The Salmon Arm Observer’s Photojournalist James Murray shot the wild fire photographs in this exhibit. In reporting this story Murray said, “We had decided early on that we would take the high road in telling the story. These were people’s homes and livelihoods that were being affected.”
In the early days of the disaster, Murray would sneak behind the evacuation lines wearing different hats and uniforms. As the fire intensified, he chose to stay behind the evacuation line and live with the Princess Patricia Canadian Light Infantry to get ‘real’ photographs. Unfettered, he did what he does best; he shot rolls and rolls of film.

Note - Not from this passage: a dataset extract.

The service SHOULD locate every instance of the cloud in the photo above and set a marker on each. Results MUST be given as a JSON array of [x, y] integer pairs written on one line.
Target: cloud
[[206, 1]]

Recounting the days he spent with the PPCLI, Murray said that if he walked across the evacuation line and returned to Salmon Arm, he would not have been allowed back into the fire zone. He had a system for delivering his rolls of exposed film. Murray hung his undeveloped shots on a designated fence post in a plastic Askew’s Foods grocery bag. Editor Heather Persson picked up the film, had it processed, and wrote the text. Reporter Tracy Hughes covered the very active town scene. All three played critical roles in documenting and telling the story. Their combined efforts chronicled what can now only be found in the paper’s morgue, the museum’s archives, on microfilmed copies, and in this online exhibit.
“Covering the story was a team effort,” Murray also said. The Observer’s editorial Department won a Webster Award for News Story of the Year.